Les propriétés physico-chimiques du HA ont fait l’objet de nombreuses études à partir des années 1940146,147. La diminution de la viscosité des solutions aqueuses semi-diluées de HA avec l’augmentation du gradient de cisaillement prouve le comportement non-newtonien rhéofluidifiant de ces solutions (Figure A-7). En effet, l’augmentation du gradient de cisaillement affecte l’enchevêtrement et les interactions intermoléculaires (liaisons hydrogène et interactions hydrophobes) ce qui provoque l’alignement des chaînes dans la direction du cisaillement et la chute de viscosité148. Ce comportement rhéofluidifiant n’est pas thixotrope, HA retrouve sa viscosité initiale instantanément indiquant la restructuration rapide de l’enchevêtrement et des interactions détruites par le cisaillement144.

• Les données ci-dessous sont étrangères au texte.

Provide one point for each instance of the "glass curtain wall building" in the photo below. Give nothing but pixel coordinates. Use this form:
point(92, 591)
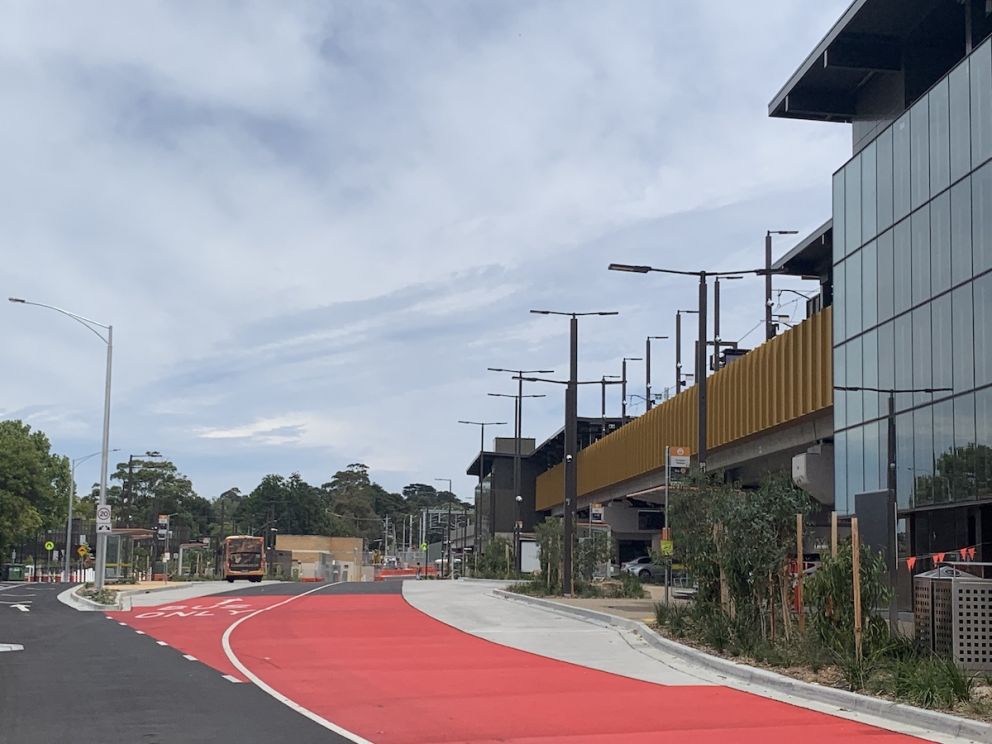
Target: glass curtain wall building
point(912, 242)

Figure A-7 : Étude en écoulement de solutions de HA (Mw = 1.3×106 g/mol) à différentes concentrations dans NaCl 0,1 M à 25°C 149

Les propriétés rhéologiques du HA et sa naturelle biocompatibilité lui confèrent une place de choix dans des applications médicales, biomédicales et pharmaceutiques. Il est notamment utile dans l’ingénierie tissulaire, la libération de médicaments, l’imagerie moléculaire et aussi pour améliorer et raffermir la peau en raison de ses propriétés biocompatibles, biodégradables, non-toxiques, non-inflammatoires, non-immunogènes et sa grande capacité à retenir l’eau150.

Les chercheurs ne se sont pas limités à l’utilisation du HA sous son état natif mais ils ont également poussé les recherches vers sa modification chimique pour obtenir de nouvelles propriétés physico-chimiques et biologiques.